The majority of the experimental work has been undertaken in collaboration with and under the supervision of Professor Michel Saint-Cyr at the Mayo Clinic, Rochester, USA. He is a Professor of Plastic Surgery and holds a Practice Chair for the Division Plastic Surgery. He is a world authority on vascular supply in perforator-based free flaps and microsurgery, has authored more than 100 publications in peer-reviewed journals and has successfully supervised MD(Res) and PhD students from across the UK, USA and Europe.

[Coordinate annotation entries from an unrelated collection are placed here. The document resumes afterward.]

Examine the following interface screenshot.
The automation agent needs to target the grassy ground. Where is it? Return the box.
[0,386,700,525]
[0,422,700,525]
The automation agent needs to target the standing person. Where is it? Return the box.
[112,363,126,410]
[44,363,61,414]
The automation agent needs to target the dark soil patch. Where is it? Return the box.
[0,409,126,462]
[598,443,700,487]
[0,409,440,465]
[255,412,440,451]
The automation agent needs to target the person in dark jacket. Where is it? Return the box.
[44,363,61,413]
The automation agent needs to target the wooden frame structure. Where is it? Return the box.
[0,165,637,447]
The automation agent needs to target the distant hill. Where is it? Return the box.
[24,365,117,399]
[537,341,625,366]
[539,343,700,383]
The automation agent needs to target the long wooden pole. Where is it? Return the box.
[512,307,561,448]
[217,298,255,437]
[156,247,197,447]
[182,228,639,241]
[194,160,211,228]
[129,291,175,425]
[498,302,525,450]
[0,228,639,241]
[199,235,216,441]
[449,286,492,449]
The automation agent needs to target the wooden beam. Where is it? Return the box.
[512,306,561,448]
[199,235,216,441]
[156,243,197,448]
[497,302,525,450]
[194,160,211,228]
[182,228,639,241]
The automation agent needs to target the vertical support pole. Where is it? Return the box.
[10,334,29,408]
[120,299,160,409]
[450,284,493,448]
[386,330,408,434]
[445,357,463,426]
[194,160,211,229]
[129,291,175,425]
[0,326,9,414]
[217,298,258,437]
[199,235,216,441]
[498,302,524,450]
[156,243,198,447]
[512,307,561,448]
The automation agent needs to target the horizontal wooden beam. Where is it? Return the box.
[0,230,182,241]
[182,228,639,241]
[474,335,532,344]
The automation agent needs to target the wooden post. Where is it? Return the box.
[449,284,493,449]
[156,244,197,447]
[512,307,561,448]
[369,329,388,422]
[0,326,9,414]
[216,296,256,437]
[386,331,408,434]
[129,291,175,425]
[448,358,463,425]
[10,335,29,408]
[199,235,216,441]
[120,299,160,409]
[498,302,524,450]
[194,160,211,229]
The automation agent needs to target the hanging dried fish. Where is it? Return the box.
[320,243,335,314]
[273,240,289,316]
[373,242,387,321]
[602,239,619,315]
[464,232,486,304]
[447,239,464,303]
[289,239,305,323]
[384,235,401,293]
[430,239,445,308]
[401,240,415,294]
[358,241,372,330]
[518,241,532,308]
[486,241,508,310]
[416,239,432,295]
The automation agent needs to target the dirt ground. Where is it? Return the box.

Enhanced techniques for breast reconstruction after mastectomy
RAFT’s research to improve breast reconstruction surgery will mean that women who have undergone mastectomy:
- Experience less pain and discomfort
- Need fewer operations
- Experience less scarring and numbness
- Have a better, more natural cosmetic result
- Have a vastly reduced risk of tissue rejection
- Experience reduced psychological impact
Ultimately, our research will mean that women can put the black cloud of breast cancer and its aftermath behind them and concentrate on rebuilding their lives.
The free-flap transfer research project will benefit women from as early as 2020.